My son was running around the house, per usual, and he wasn’t paying attention to where he was going, and he ran head first into the corner of my dinning room table. BOOM, SMACK….. wait for it. 3…2…1….AHHHHHHHHH! He’s screaming bloody murder, and I rush into my super mom stance by asking the same old question. Show me where it hurts? Such a simple phrase that has such a deeper meaning. Showing someone who is supposed to love you, protect you, and ultimately will fix the pain, exactly where it hurts, so that in some supernatural way they comfort the pain away; pain that we brought upon ourselves. Now this isn’t to say that accidents don’t happen, but rather to address that it was my sons lack of paying attention that caused the accident, which brought pain upon his own body. Or in other words, sometimes our lack of being in tune with our higher selves, that allow us to open up our spiritual and emotional gates, to allow energy in that will ultimately cause us to be in some sort of pain or discomfort in our lives. Maybe you aren’t ready to hear that, so I’ll just talk about me.
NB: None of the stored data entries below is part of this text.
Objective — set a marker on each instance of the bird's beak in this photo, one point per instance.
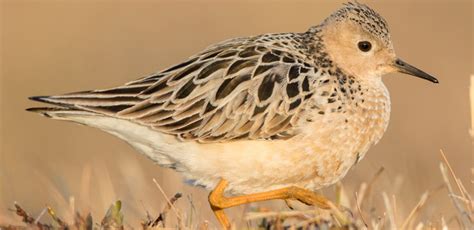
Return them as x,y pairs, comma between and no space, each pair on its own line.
404,67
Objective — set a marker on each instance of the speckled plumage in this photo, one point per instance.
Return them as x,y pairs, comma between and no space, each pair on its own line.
262,112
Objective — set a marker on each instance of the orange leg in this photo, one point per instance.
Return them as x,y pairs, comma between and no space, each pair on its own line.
219,202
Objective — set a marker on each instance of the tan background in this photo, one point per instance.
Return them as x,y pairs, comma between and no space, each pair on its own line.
53,47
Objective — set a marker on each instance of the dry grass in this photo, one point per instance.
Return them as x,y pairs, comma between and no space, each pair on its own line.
353,212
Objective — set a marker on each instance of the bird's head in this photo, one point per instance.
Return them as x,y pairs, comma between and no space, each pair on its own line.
357,38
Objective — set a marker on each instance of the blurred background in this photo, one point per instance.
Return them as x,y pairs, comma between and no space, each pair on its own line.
53,47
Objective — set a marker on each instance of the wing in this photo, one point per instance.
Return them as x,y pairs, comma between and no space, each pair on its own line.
240,89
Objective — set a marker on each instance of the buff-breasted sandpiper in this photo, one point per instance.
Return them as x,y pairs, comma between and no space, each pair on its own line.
274,116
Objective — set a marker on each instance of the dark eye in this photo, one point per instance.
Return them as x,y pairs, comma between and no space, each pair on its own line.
364,46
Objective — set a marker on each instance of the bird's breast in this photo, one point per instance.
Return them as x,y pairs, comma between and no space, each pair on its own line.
342,128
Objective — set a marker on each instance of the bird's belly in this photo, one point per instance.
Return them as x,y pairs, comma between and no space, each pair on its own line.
319,157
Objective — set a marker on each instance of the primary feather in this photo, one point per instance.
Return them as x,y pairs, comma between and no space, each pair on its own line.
246,88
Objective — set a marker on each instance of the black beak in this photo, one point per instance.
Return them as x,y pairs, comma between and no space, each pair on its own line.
404,67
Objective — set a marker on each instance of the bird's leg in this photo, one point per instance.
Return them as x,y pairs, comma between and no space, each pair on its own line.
219,202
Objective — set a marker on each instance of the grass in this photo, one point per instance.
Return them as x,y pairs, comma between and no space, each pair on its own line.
354,211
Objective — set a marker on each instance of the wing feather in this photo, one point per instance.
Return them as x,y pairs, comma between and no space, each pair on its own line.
239,89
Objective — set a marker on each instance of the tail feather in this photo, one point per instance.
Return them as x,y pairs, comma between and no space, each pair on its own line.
60,113
84,102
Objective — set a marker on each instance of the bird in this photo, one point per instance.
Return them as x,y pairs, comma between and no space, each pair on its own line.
272,116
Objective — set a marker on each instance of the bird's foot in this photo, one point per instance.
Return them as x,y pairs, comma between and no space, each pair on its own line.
219,202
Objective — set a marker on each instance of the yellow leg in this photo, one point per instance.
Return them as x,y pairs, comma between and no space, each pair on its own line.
219,202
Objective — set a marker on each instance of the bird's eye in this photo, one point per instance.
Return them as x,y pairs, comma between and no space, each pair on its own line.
364,46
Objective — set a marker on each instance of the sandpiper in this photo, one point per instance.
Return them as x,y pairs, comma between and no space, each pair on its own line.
274,116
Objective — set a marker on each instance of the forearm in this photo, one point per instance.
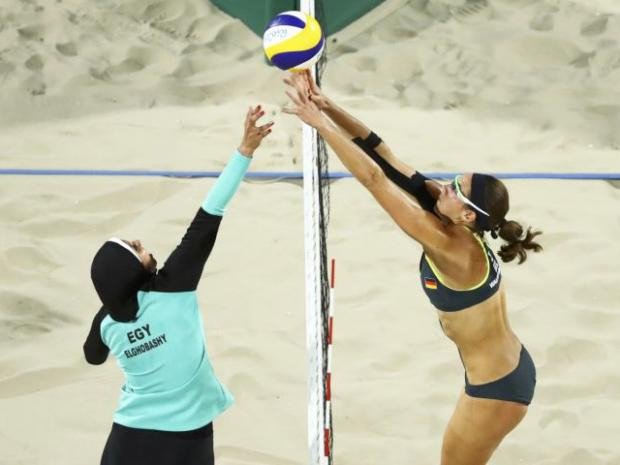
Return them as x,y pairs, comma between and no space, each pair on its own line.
345,120
227,184
363,168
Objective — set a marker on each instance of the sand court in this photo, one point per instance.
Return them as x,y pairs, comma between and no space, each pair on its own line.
503,87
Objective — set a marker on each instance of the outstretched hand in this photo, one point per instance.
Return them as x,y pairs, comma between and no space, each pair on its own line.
303,81
253,135
305,108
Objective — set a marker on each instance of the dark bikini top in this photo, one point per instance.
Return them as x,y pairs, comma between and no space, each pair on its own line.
440,295
447,299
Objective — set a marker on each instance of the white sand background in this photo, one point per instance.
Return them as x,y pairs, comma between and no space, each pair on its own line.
510,85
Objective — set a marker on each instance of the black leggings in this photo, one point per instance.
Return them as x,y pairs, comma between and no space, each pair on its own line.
132,446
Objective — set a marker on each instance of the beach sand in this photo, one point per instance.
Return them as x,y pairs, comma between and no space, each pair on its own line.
498,86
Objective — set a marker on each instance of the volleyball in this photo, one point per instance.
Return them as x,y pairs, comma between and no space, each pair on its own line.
293,41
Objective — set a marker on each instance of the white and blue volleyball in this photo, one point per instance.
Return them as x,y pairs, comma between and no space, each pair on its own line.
293,41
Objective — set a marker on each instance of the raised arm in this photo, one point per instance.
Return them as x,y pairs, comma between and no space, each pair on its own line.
403,175
183,269
95,350
421,225
346,122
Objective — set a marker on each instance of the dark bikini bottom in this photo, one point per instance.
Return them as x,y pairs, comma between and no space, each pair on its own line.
516,386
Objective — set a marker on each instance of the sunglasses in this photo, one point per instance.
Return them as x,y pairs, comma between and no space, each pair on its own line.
456,187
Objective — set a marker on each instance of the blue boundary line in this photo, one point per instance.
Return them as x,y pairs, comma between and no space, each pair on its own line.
284,174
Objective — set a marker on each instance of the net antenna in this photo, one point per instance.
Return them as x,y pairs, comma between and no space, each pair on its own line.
318,290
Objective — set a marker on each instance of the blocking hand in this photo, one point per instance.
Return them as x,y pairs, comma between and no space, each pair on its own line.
253,135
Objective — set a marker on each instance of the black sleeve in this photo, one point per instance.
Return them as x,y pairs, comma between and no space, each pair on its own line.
415,185
184,266
95,351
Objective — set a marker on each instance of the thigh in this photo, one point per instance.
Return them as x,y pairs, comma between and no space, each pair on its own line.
129,446
476,429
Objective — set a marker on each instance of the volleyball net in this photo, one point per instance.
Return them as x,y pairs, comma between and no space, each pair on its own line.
319,298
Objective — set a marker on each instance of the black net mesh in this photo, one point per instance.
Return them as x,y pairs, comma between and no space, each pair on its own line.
323,169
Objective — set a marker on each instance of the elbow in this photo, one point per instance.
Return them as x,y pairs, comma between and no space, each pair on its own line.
373,178
95,357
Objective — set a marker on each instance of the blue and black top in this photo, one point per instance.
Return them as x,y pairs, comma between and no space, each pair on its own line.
158,338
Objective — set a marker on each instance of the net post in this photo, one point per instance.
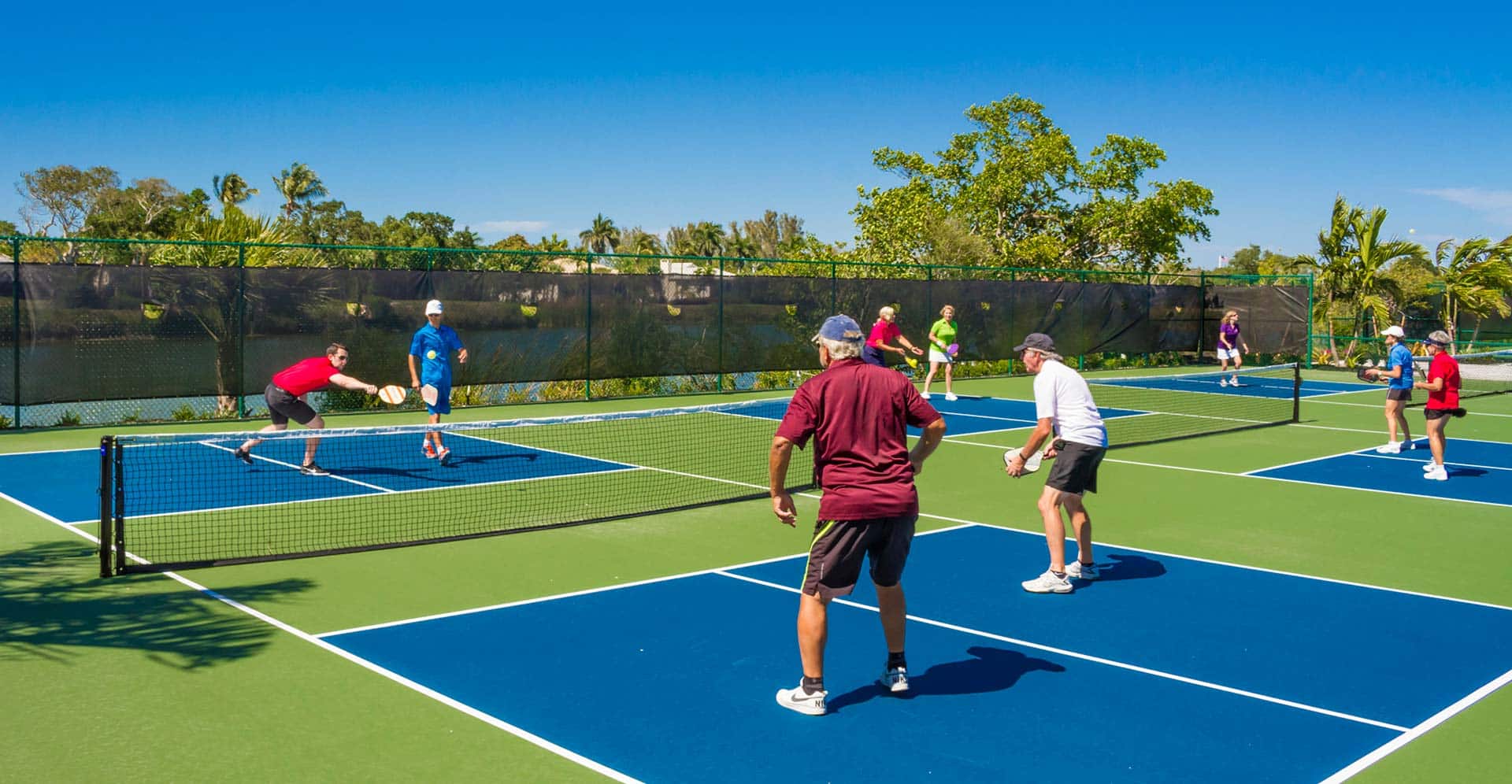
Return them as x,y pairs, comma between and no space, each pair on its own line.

I want to tell you who I am on the inside; the woman who is transforming before your very eyes, hell the woman who is changing right before my own. I’ve walked around for years with this broken shadow of a whole being, holding back the tears of my yesterdays past, and hoping that others will see beyond the damage, to see the hope that I have for tomorrow. But they don’t. You’ve seen me, you’ve seen the pain, the sadness, the emotional parts of myself that I’ve tried to cover up, or keep hidden. It had been my hope that someone else will come along one day and be my “savior”, to ask me to show them where it hurts, so that they can fix it. Newsflash: THEY CAN’T FIX IT!
I was the reason why I kept getting hurt. I was the reason that I manifested pain into my own life, because I wasn’t paying attention to where I was going, I lacked direction, which ultimately allowed me to run into the hypothetical tables, that caused me to suffer from bad relationships, increase in weight (got fat), decrease in financial success, unplanned pregnancy etc. My own decisions, consciously and subconsciously brought about the pain that I claimed I didn’t want, but inevitably brought upon myself. Moving on.
I AM THE MASTER OF MY OWN FATE, THE DESIGNER OF MY OWN DESTINY.
Now don’t take this to mean that there won’t be people who can come into your world to help you through your transformational process; but rather to express that if you are waiting on a savior, then you are fooling yourself to think that the savior isn’t already inside of you. When you realize that we are the creators of both the good and bad situations in our lives, then we will then realize that we can, and should be creators of more good than bad. It is when we decide to look within ourselves, that we will find everything we have ever been searching for. However, just when you aren’t looking, the universe will bless you with little pearls along the way, to show you that you are on the right path, and that everything you are doing is alright. But you have to go through the process; no one can escape the process. The process means that sometimes it is essential for you to bump your head, feel the pain, and realize that this is NOT what you should be doing, or where you should be going.
Let me show you where it hurts, I told others for years. Showing you my wounds, bandages, cuts and scrapes, willingly accepting the boo boo kisses that kept me emotional suppressed in a place that wasn’t happy or healthy for me to be in. It is sinking sand, my feet stuck in cement, and not a place from which true growth can emerge. Showing others where I was hurt, was only good when the pain immediately happened. Holding onto that pain for years upon years was only a reflection of my own inability to accept things and move on. I can say that honestly, because I struggled with accepting things and moving on. No more.
Transitions aren’t easy. You know, the concept of moving from one place to another, either mentally or physically. But transition is necessary, for all things are in a perpetual state of movement. I don’t want to show you where I’ve been hurt, because it’s over now, and I had to brush myself off and keep running towards my future. So in the end my advice to you is to be vulnerable, be flexible, be willing to challenge yourself, and most importantly, be willing to bump your head and get hurt. Hell, it’s the only way my son learned to stop running around my damn table. Learn the lesson and move on. Otherwise, you’ll be sitting in your momma’s lap, crying for way too damn long, over something that honestly shouldn’t even hurt anymore.